Sebetulnya penghasilan kami tidak cukup memeuhi kebutuhan makanan bergizi dan studi anak-anakku. Sehingga Ibu yang bekerja sebagai tenaga administras sebuah lembaga menyisihkan penghasilannya untuk cucu-cucunya. Setiap bulan Ibu mengirimkan sejumlah uang lewat wesel dan paket makanan yang berisi susu bubuk dan makanan lainnya lewat pos kepadaku untuk cucu-cucunya. Sehingga setiap hari, sebelum Imam dan Adil berangkat ke sekolah, aku bisa membuatkan minuman susu untuk mereka. Ketika Hana bangun aku membuatkan segelas susu untuknya. Dan kemudian Mas Dedi bangun. aku pun membuatkan wedang kopi untuknya.
Keterbatasan dana mau tidak mau membuat aku sering berpuasa dan memasak dengan menu yang ala kadarnya untuk keluargaku. Setiap pagi aku menanak nasi dari beras jatah dengan lauk tempe bumbu kuning dan sayur kuluban plus sambal atau sayur bening daun katuk saja.
Ketika jam di dinding menunjukkan pukul 06.30, aku pamit ke Mas Dedi. kemudian aku bersiap-siap berangkat ke TKIT. Aku naik sepeda mini sambil membonceng Hana. Jarak rumahku ke TKIT sekitar tiga kilometer. Sepanjang perjalanan aku mengayuh sepedaku sambil berzikir. Kadang-kadang aku membaca shalawat.
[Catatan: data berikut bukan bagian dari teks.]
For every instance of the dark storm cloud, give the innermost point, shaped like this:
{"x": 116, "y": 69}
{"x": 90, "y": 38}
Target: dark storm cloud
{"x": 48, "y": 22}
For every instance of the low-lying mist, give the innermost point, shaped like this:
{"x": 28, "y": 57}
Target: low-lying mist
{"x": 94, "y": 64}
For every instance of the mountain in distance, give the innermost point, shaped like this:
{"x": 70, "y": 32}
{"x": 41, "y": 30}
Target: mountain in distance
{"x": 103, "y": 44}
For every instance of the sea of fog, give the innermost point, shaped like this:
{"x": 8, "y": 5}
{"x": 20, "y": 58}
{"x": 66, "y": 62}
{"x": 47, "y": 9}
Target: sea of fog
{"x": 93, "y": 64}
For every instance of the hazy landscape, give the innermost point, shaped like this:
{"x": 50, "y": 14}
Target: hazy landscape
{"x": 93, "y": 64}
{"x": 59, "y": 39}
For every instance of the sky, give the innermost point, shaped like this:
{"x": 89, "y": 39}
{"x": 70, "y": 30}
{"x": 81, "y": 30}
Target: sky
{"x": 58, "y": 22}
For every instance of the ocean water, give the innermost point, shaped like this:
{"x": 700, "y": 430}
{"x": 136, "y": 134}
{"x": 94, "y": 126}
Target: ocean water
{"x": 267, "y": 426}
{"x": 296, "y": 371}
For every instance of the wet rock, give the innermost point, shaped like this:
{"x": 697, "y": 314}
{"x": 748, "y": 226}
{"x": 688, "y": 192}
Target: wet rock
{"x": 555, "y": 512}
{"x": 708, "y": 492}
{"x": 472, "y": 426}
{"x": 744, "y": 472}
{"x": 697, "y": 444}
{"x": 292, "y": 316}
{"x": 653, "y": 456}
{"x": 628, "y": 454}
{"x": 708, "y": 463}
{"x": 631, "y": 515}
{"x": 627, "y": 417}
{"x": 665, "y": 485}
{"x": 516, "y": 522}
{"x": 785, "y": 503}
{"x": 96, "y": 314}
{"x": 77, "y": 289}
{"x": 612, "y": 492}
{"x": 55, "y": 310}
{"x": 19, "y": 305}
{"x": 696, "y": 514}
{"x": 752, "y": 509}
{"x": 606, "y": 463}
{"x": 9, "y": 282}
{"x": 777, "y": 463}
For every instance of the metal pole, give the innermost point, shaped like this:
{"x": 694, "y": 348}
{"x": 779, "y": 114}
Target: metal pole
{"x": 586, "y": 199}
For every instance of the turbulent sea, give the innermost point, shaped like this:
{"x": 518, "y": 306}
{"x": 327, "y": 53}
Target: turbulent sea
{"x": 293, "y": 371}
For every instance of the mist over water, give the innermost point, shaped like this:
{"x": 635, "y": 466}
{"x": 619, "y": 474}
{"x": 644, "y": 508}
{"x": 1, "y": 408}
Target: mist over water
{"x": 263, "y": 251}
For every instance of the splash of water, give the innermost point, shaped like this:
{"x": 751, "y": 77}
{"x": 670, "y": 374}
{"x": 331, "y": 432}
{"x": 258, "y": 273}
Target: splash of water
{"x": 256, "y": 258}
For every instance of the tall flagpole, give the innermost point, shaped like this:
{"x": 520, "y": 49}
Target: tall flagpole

Sampai di TKIT, akn menaruh Hana duduk di kursi plastik di sudut ruang kelas B tempat aku mengajar. Lalu aku memandu kegiatan kelompok B.. Alhamdulilah Hana tidak rewel sehingga aku bisa lancar mengajar murid-muridku di TKIT.
Pukul 11.30 urusan pekerjaanku di TKIT selesai. Setelah salat Zuhur di masjid pesantren aku baru pulang. Aku pulang naik sepeda mini sambil membonceng Hana. Aku mengayuh sepedaku menyusuri jalan yang berbatu.
Kira-kira pukul 12.00 aku dan Hana tiba di rumah. Aku menaruh sepedaku di teras depan rumah. Mereka lewat pintu depan. Aku mengucapkan salam. Tidak ada yang menjawab. Tanpa menunggu jawabana aku dan Hana memasuki rumah. Lalu Hana cepat-cepat menjatuhkan dirinya ke tempat tidur di kamar belakang dan tertidur.
Aku menuju ke dapur. Begitu sampai di dapur, suamiku yang tengah melamun di kursi dapur sambi merokok mendadak berdiri dan melempar panci ke arahku. Serta merta aku menghindarinya dan segera mengucapkan istighfar dalam hati.
“Bangsat! Bajingan!” seru Mas Dedi dengan tatapan mata kosong.
“Mas Dedi kok berubah? Apakah ia sedang terkena halusinasi?” pikirku.
“Bejo bangsat! Bejo bajingan!” seru Mas Dedi kesal sambil melempar-lempar gelas plastik ke suatu arah.